Laboratório até hoje não possui representantes oficiais no Brasil
Apesar de ainda não ser um player central do mercado, a Kintor se inseriu com credibilidade entre os novos pesquisadores e desenvolvedores de medicamentos de ponta, com uma presença internacional, investimento considerável em pesquisas e, pelo tipos de produtos com os quais trabalha, amplo espaço para crescer. Isso tudo com evidente ambição e capacidade de concorrência, como evidencia a presença da empresa na concorrida bolsa de Hong Kong e a estrutura para aplicar estudos clínicos em países com agências altamente gabaritadas, como a FDA americana e a EMA da União Européia.
É por isso que parece estranho que, embora tenha investido pesado para testar o seu principal produto, a proxalutamida, no Brasil, a empresa se comporte praticamente como um fantasma por aqui. Não tem representação oficial, não tem contatos com instituições correlatadas no setor, não se inseriu em nenhuma rede da área, e também não fala com a mídia, especializada ou não.
Os únicos contatos públicos e notórios da Kintor no Brasil são com figuras no mínimo suspeitas — e altamente politizadas— como o endocrinologista Flavio Cadegiani, que teria fortes ligações com setores e parlamentares bolsonaristas e cujo polêmico estudo com proxalutamida em pacientes de Covid-19 foi interrompido pelo Conselho Nacional de Ética em Pesquisa e denunciado como crime contra a humanidade no relatório final da CPI da Covid; ou a Samel, conglomerado de saúde do Amazonas nos quais os referidos testes foram conduzidos e que teria feito parte, ainda, do esforço apócrifo do governo federal em prol do ineficaz “kit covid”, ao lado de drogas comprovadamente ineficazes contra o coronavirus como hidroxicloroquina e ivermectina.
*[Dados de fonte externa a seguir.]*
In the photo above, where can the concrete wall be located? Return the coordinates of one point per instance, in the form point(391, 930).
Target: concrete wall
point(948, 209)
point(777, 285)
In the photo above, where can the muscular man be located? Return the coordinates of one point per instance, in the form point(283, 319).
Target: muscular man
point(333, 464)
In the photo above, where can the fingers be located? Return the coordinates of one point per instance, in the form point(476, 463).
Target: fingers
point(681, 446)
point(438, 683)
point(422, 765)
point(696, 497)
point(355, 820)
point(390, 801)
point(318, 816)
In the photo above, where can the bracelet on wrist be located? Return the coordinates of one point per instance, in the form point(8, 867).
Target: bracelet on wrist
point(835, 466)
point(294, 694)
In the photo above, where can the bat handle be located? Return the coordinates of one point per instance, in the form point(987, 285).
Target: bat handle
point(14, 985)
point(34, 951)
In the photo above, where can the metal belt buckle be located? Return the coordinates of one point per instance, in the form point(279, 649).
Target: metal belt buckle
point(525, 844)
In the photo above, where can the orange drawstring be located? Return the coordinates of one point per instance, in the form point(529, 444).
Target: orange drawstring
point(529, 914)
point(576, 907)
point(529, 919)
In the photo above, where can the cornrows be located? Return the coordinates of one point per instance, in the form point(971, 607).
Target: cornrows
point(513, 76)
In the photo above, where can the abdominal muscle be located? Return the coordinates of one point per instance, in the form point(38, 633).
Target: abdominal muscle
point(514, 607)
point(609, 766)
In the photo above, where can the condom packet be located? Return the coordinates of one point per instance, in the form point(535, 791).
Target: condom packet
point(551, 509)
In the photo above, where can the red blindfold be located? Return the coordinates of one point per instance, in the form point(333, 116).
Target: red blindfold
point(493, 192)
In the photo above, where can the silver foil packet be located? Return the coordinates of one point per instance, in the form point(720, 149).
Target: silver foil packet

Inclusive a Samel está envolvida em um imbroglio legal com o Grupo Globo de comunicação, tendo conseguido uma liminar para censurar o jornal O Globo e a jornalista Malu Gaspar, que reportou em sua coluna sobre os famigerados estudos de Cadegiani com a proxalutamida no Amazonas. A decisão de primeira instância foi eventualmente revertida e as reportagens em questão voltaram a ser publicadas online.
Falta de diálogo com a imprensa brasileira gera desconfiança
Por que a Kintor insiste em usar os resultados do estudo de Cadegiani para conseguir a aprovação da proxalutamida? Por que escolheu não divulgar os extraordinários resultados de sua mais recente pesquisa clínica com o medicamento nos grandes meios de comunicação? Por que não se pronuncia oficialmente perante esses pesados questionamentos?
A empresa tem planos no Brasil? Se sim, quais são, e porque não os revela?
O hermetismo da Kintor a torna uma entidade inescrutável não só para o público em geral como também para as autoridades de saúde pública brasileiras.
Cabe à sociedade decidir até que ponto sua confiança vai diante de tamanha impenetrabilidade.